The buccal photographs are not exactly apples to apples in regard to their angulation, but the cusp tip of the L4 is now in complete Class 1 position. Space has opened distal to this tooth, which we will close with power chains as we now advance into stainless steel wires. The distals of the L4s now continue to be abutted against the mesial aspect of the ramps, so as space closure occurs, there will be a much greater degree of lower posterior mesial movement rather than reciprocal space closure, because of indirect anchorage of the ramps. The distal aspect of the ramp has been progressively reduced at each visit to make sure the L5s are not contacting the ramps.

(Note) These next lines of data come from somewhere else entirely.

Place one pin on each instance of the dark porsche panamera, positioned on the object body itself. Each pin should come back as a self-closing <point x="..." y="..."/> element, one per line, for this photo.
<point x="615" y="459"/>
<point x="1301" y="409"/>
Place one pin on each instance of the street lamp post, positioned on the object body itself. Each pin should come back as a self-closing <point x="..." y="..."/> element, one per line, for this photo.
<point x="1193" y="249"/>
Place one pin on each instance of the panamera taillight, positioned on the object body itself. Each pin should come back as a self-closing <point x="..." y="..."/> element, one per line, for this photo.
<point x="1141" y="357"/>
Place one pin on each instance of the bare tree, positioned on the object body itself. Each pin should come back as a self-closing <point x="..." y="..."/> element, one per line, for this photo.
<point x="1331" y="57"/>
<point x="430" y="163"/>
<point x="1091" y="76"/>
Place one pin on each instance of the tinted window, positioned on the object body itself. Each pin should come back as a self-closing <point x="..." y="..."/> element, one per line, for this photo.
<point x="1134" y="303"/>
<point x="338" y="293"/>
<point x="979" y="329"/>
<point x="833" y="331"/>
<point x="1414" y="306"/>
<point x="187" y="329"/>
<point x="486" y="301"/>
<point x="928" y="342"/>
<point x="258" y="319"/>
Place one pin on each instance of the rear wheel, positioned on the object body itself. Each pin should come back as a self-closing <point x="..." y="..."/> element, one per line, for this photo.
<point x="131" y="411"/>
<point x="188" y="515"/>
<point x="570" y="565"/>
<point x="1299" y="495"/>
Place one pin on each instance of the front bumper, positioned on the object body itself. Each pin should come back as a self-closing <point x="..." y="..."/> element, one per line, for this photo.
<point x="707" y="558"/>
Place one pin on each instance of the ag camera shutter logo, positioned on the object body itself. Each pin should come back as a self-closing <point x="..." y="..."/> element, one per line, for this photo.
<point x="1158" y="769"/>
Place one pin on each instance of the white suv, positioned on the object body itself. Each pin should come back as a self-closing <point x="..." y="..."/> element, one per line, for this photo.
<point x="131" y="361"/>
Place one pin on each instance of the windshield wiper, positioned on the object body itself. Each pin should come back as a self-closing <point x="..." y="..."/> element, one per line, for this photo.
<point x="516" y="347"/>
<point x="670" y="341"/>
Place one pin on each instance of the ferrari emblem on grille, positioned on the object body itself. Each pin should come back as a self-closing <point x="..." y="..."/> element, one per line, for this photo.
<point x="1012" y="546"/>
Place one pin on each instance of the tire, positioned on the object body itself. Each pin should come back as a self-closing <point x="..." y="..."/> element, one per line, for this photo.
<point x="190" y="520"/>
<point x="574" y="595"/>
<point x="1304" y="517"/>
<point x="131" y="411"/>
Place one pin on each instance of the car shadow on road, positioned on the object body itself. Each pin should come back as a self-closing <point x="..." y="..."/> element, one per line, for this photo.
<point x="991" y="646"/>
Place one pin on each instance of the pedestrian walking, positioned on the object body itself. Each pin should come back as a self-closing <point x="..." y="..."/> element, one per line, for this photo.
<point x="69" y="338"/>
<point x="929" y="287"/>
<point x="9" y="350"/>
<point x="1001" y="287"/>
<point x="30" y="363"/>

Even in the absence of compliance with elastics—I think the only time the patient has had them on is when we place them for the purposes of our photographs—early Class 2 correction is well under way in this case, and it’s unlikely that Class 2 corrector springs will be needed. Poor compliance will not likely be the rate-limiting factor in this case in regard to when we complete treatment, and that benefits in no small way the patient, his mom, my rapport and quality of relationship with both of them, and our office efficiency. For the clinician and clinical team, there is definitely a learning curve when it comes to placement, shaping and modifying these ramps, but the juice is worth the squeeze!

As orthodontists, we are quite often at odds with “the bite.” How often do we find ourselves fighting the bite to achieve the correction we desire? I have found that shaping bite turbos can be an opportunity to inexpensively, efficiently and creatively redirect the force of the bite to my advantage in many cases, and I hope you will find the same!